20 de enero 2009 - 00:00

Fascinante historia de un hombre del que se espera todo

Washington (enviado especial) - Barack Hussein Obama se sintió distinto muchas veces en su vida, especialmente durante su infancia y su adolescencia.
El primer presidente negro de Estados Unidos no transitó el más común de los esforzados caminos de sus contemporáneos de Harlem, los barrios del sur de Chicago o Mississippi. Sin embargo, no tuvo una vida fácil.
Las fotos escolares de la infancia de Barack Obama en Hawai, el estado en el que nació el 4 de agosto de 1961, lo muestran como el único negro de la clase. Sus fallecidos padres abandónicos -la antropóloga blanca Stanley Ann Dunham y el economista negro Barack, quien había llegado becado a EE.UU. desde Kogelo, Kenia- al menos se preocuparon por monitorear a la distancia una educación que lo pusiera en carrera.
No fue menos singular su paso por las aulas de Yakarta, Indonesia, a partir de los 6 años, a las que arribó luego del temprano divorcio de sus padres, cuatro años antes. Su progenitor volvió (huyó) a Kenia sin reaparecer durante quince años y su madre formó pareja con un ingeniero musulmán indonesio, Lolo Soetoro, que lo envió a escuelas observantes del islam.
Abandono

A los diez años, el niño Obama sufrió un nuevo abandono cuando fue enviado nuevamente a Honolulu, al cuidado de su abuela Madelyn, la «segunda madre» del pequeño, que tomó las riendas de su educación secundaria y quien falleció dos días antes de la elección presidencial que consagró a su nieto.

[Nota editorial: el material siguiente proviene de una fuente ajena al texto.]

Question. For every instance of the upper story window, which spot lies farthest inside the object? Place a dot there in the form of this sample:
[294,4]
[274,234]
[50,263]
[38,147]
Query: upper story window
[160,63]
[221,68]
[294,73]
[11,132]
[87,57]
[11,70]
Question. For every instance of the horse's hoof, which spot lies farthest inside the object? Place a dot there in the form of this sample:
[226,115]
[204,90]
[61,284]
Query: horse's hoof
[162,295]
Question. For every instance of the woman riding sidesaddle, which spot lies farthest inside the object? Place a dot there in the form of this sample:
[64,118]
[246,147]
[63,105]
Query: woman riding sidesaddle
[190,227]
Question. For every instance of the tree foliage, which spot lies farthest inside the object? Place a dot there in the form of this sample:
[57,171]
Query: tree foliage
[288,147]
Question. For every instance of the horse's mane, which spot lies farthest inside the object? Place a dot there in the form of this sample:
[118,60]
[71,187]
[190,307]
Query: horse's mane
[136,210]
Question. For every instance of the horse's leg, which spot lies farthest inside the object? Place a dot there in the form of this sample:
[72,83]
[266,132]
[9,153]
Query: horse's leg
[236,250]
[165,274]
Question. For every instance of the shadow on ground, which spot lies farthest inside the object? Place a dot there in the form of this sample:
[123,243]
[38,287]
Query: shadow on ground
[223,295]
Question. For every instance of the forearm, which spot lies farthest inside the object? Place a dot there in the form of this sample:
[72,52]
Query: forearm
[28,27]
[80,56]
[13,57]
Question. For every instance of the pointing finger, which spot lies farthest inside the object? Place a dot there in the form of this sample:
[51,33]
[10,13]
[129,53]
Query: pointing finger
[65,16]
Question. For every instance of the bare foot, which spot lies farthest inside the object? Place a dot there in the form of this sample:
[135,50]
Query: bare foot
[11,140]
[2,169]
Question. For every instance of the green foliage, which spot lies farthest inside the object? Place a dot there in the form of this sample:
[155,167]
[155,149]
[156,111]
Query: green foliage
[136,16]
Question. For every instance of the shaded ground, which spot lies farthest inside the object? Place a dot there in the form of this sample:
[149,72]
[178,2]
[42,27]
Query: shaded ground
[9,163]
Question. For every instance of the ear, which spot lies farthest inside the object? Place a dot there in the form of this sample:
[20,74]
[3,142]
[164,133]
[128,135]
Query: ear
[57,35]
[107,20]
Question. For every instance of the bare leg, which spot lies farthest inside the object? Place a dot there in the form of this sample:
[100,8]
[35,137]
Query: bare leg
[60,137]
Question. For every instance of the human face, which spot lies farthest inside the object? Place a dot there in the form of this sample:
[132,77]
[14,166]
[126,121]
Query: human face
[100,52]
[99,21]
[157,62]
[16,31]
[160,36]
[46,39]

Pasó bastante tiempo hasta que Barack Obama Jr. internalizó la necesidad de combatir las injusticias padecidas por las personas con su mismo color de piel.

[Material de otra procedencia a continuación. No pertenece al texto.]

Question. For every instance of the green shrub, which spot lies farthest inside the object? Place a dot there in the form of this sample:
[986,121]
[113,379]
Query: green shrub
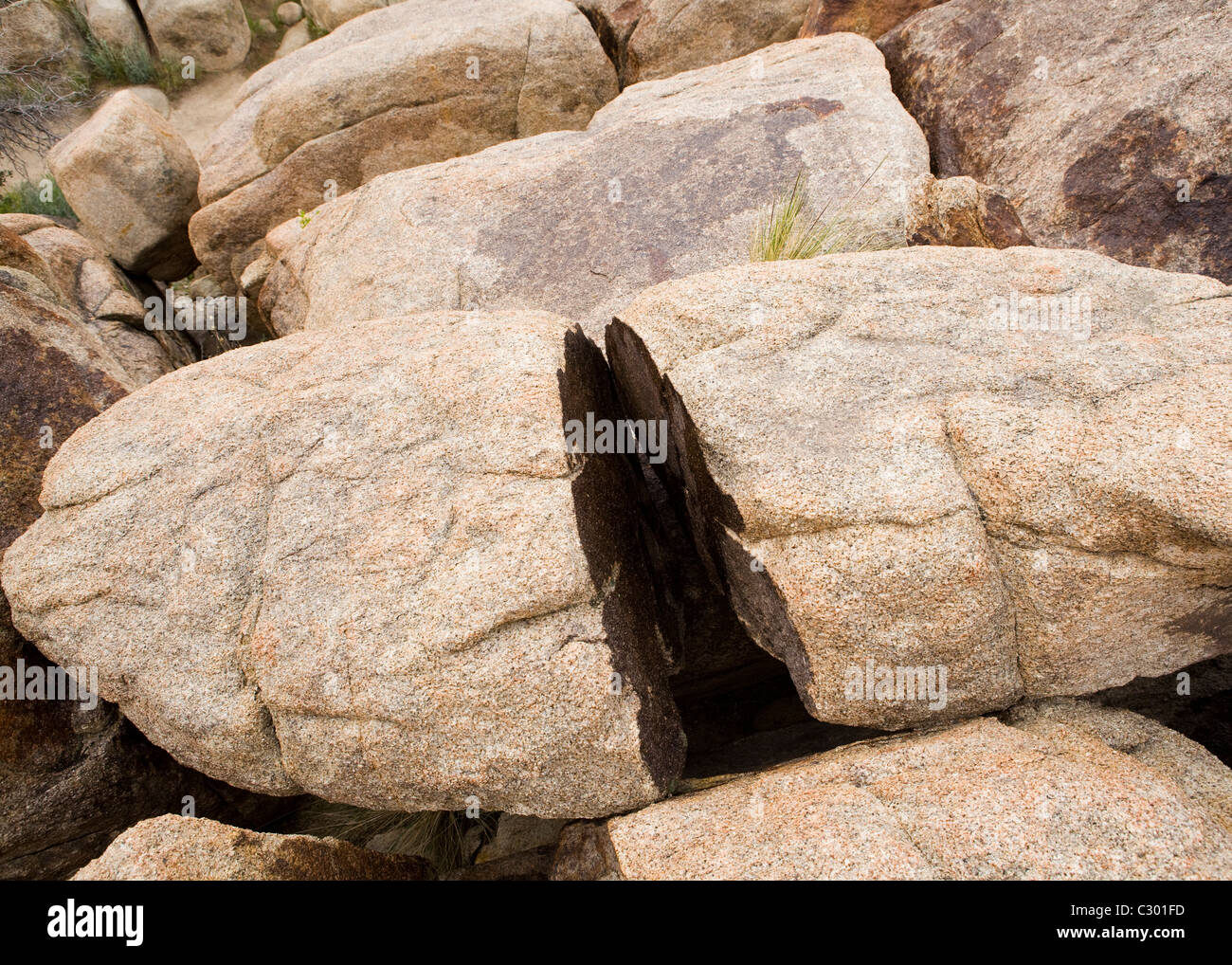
[134,64]
[26,198]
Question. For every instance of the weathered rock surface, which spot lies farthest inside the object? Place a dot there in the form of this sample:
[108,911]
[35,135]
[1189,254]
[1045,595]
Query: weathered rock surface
[1059,792]
[132,180]
[333,13]
[214,33]
[36,32]
[1196,702]
[418,82]
[54,374]
[115,24]
[669,179]
[892,463]
[1096,118]
[70,776]
[866,17]
[103,300]
[649,40]
[360,563]
[172,848]
[291,12]
[74,776]
[962,212]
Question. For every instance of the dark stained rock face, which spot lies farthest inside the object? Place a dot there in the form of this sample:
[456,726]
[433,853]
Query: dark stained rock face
[1105,124]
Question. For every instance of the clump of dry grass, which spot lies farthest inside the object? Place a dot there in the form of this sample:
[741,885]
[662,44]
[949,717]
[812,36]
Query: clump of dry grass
[791,229]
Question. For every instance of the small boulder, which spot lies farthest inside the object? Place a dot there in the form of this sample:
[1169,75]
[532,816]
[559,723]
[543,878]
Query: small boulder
[214,33]
[132,180]
[1059,792]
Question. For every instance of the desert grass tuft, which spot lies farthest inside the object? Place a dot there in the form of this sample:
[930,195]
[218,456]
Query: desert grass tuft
[789,229]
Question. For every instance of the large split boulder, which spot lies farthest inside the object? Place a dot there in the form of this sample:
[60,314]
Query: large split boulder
[417,82]
[1107,124]
[173,848]
[361,563]
[132,180]
[669,179]
[1006,467]
[1063,791]
[649,40]
[214,33]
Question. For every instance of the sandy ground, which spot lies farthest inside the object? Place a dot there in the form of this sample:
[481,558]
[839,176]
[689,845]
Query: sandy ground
[204,103]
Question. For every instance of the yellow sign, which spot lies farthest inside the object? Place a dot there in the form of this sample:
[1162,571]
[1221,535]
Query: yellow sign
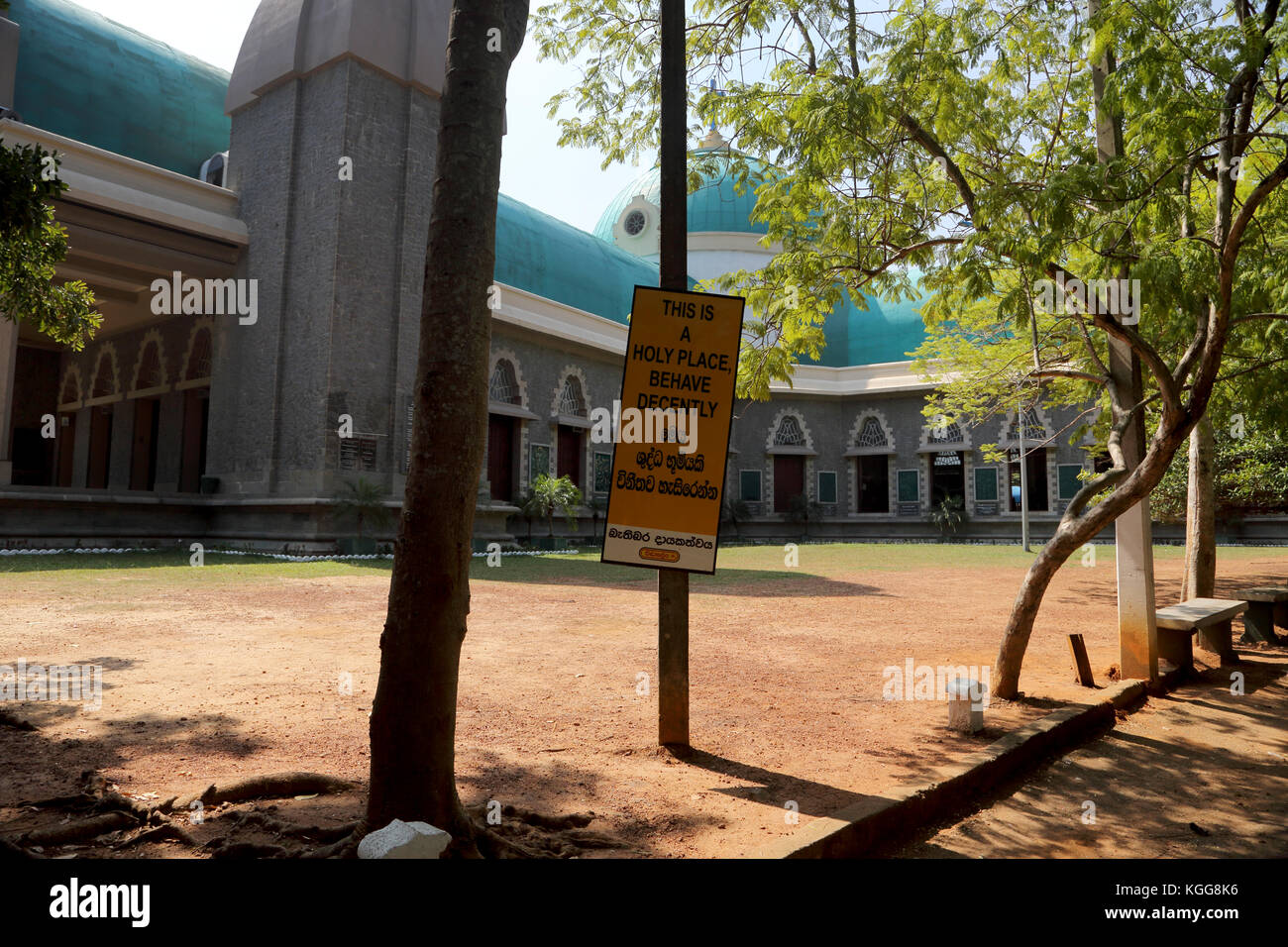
[673,431]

El súbito interés por sus compañeros llegó cuando finalizaba sus estudios en la Universidad de Columbia, en Nueva York, tras un paso de dos años por Los Angeles. Fue al graduarse, con 24 años, cuando se sintió próximo a pelear contra el apartheid que sufrían sus hermanos de raza de Sudáfrica. «Empecé a notar que existía un mundo más allá de mí mismo», confesó durante un discurso pronunciado en mayo pasado en la Universidad Wesleyan de Middletown, Connecticut.

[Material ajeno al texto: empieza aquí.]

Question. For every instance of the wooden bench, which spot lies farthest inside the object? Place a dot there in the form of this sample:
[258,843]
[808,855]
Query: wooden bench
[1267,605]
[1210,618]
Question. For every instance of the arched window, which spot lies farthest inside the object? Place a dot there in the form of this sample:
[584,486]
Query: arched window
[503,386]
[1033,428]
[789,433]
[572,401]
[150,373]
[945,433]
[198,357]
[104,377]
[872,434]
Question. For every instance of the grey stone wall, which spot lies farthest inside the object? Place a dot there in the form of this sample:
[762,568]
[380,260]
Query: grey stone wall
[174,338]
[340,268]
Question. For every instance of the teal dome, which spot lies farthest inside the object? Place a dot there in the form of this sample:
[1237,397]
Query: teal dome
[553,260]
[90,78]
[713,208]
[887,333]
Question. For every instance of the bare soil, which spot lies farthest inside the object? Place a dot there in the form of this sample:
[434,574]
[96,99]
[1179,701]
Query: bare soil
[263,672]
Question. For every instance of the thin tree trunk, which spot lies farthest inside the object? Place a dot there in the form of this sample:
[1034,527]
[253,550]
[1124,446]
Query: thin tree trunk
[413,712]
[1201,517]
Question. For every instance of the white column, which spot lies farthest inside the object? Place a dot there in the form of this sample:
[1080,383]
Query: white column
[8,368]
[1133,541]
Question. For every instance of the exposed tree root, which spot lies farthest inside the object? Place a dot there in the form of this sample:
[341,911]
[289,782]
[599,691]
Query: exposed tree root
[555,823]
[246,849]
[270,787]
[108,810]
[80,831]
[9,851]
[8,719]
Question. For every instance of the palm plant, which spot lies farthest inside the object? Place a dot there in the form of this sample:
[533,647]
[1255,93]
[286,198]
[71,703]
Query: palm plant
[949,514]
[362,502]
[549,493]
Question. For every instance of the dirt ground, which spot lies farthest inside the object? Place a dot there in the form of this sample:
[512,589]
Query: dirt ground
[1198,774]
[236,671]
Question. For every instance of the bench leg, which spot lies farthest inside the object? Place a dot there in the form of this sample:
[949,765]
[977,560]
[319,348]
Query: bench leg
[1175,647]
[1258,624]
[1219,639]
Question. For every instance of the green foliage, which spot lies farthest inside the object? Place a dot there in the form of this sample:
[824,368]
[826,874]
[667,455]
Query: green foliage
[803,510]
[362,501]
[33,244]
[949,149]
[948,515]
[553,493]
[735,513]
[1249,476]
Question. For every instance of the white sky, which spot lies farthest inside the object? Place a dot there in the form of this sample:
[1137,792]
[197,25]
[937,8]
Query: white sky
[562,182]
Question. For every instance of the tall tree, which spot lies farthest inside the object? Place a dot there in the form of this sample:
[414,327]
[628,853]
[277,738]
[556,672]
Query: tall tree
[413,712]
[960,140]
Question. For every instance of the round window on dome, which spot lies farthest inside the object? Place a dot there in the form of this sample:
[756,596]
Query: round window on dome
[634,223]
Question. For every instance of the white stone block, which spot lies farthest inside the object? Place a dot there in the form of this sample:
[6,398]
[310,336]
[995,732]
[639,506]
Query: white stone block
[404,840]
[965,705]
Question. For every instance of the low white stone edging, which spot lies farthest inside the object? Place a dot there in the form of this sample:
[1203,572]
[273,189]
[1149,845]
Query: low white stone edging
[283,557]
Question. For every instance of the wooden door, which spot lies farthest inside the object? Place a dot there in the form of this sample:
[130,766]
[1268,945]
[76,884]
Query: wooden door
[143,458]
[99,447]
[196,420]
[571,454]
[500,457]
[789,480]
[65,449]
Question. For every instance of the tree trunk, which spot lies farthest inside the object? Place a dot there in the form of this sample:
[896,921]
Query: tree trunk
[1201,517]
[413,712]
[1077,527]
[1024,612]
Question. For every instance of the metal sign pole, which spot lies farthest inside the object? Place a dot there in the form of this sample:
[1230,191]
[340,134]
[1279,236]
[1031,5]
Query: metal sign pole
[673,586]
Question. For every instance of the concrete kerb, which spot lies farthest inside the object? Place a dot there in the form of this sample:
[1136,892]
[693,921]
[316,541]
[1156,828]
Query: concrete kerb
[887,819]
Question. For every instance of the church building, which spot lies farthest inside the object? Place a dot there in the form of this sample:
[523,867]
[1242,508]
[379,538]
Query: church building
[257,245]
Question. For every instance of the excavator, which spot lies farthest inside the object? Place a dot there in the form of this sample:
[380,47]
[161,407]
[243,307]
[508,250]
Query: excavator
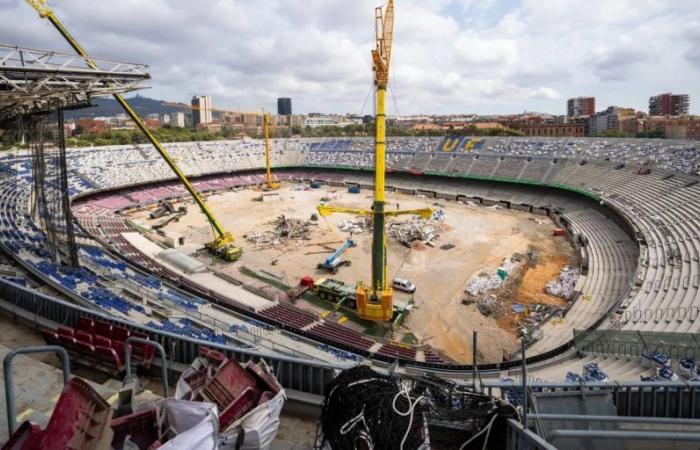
[375,301]
[223,244]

En sus idas y vueltas a Chicago, su siguiente destino, trabajó en organizaciones sociales. Un grupo de iglesias del South Side le ofreció empleo como organizador de tareas comunitarias en barrios marginales, un trabajo que terminó hermanando a Obama con la cultura afroamericana de su país.
Su hermana Maya, hija de Stanley Ann y su pareja indonesia, contó que cuando el electo presidente tenía 16 años recibió la visita imprevista de su padre desde Kenia. Como un marciano, el economista llegó repleto de lecciones bajo el brazo. En 1982, Barack Obama Sr. murió en un accidente automovilístico en su país. El ahora presidente podría haberlo odiado, pero terminó, superados los 30, escribiendo el libro titulado «Dreams from my father». Ello lo concretó luego de conocer la Kenia en la que había quedado atrapado su padre. Nació entonces el tercer lazo con sus hermanos, distinto al intelectual que lo acercó a los sudafricanos y al de los suburbios de Chicago.
En Harvard, Obama se terminó de consagrar como un estudiante de elite. Allí obtuvo el título de Derecho, en 1991. Con el diploma bajo el brazo llegarían mejores ofertas laborales en estudios de abogados en Chicago. En uno de ellos apareció Michelle, una mujer que dará que hablar al menos los próximos cuatro años. Ambos tendrían luego a sus hijas Malia y Sasha.
Su carrera política fue meteórica. Estuvo sólo ocho años, entre 1997 y 2004, en el Parlamento local de Illinois, por donde también transitara Abraham Lincoln.
Al ser electo senador nacional por su distrito se transformó en el tercer negro en la historia en arribar a esa Cámara elitista. En la noche en que George W. Bush derrotó a John Kerry, cuando el primero fue consagrado por segunda vez, la TV hizo foco en este hombre, uno de los pocos con motivos para festejar entre los demócratas. Su sonrisa franca generaba empatía para las cámaras.
Con el ciclo de los «neocons» en declive, Obama se anotó en las primarias, para desgracia de Hillary Clinton. En puntas de pie, fue eludiendo todos los intentos por encasillarlo en márgenes que le impidieran crecer, hasta convertirse hoy en un presidente que entusiasma a una franca mayoría de los estadounidenses. Una vez más, queda la lección de que las infancias complicadas son a veces un incentivo para convertirse en un político de raza.